To the Tahn, Koldyeze seemed ideally suited to become a prison. Activating it required no drain on scarce building materials. The power drain from Heath's grid should be minimal. The assigned prisoners would provide the work crews to make the complex livable.

The northernmost short arm, where the main entrance to Koldyeze had been located, was sealed off from the other wings, and the chambers around its courtyard were set up as guard and administration quarters. The passage from the guard courtyard into the center sanctuary was set with detectors and triple gates.
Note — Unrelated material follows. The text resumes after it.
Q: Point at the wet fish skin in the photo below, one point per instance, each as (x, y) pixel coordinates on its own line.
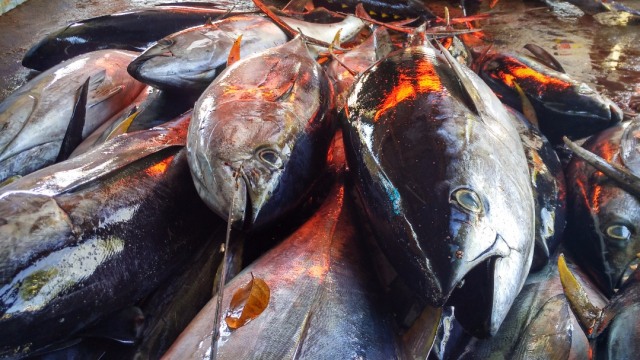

Four rows of fencing with mines and detectors between each row surrounded Koldyeze.

Then, even though the security precautions were not complete, Koldyeze was ready for prisoners. The outer perimeter, after all, was sealed—and none of the Imperials could fly. Further antiescape measures would be added as time went by.

The Tahn believed that Koldyeze was escapeproof.

The Imperial prisoners straggling through the thick stone and steel gates looked about them and believed that somehow, somewhere, a clever being could manage to find freedom.

And there was no reason at all why it could not be one of them. 

CHAPTER NINE

Inside the courtyard, the Imperial prisoners were shouted and pummeled into a formation. Most interesting, Sten thought, as he analyzed the guards.

They looked much as he had expected and experienced in his previous camp: overmuscled bullyboys, semicrippled ex-combatants, and soldiers too old or too young to be assigned to the front.

Their obscenities and threats were also the same.

But none of them carried whips. They were armed with truncheons or stun rods—which seemed mere pattypaw weapons to the thoroughly brutalized prisoners. No projectile weapons were being waved about. And no one had been slammed to the ground with a rifle butt, which was the standard Tahn request for attention.

The main shouter wore the rank tabs of a police major. He was a hulk of a man whose broad leather belt was losing its battle with his paunch. As he roared orders, one hand kept creeping toward his holstered pistol, then was forced away. The man's face was amazingly scarred.

"Tha' be't ae screw," Alex whispered, lips motionless, "thae hae plac'd second in a wee brawl wi' ae bear."

Eventually the formation looked adequate, and Colonel Virunga limped to his place at its front. That had been one of the few cheery notes of the long crawl through space on the prison ship: Virunga was senior Imperial officer and would therefore be in command of the prisoners in the new camp.

Virunga eyed his command and started to bring them to attention. Then he caught himself.

Standing ostentatiously away from the prisoners was a single defiant being. He—she? it?—was about a meter and a half in height and squatted on his thick lower legs as if early in his race's evolution there had been a tail provided for tripodal security. His upper arms were almost as large as his lower legs, ending in enormous bone-appearing gauntlets and incongruously slender fingers.

The being had no neck, its shoulders flowing into a tapering skull that ended in a dozen pink tendrils that Virunga guessed were its sensory organs. The being had once been fat, with sleek fur. Now its ragged pelt draped down in togalike folds over its body.

Colonel Virunga had been denied access to the prisoners' records aboard ship, and of course there had not been time to meet every one of the purged prisoners. But he wondered how he had missed that one.

"Form up, troop."

"I am not a troop, and I shall not form up," the being squeaked. "I am Lay Reader Cristata, I am a civilian, I endorse neither the Empire nor the Tahn, and I am being unjustly held and forced to be a part of this machinery of death."

Virunga goggled. Did Cristata think that any of them had volunteered to be POWs? Even more wonderment: How had that paragon of resistance managed to survive in a prison camp so long?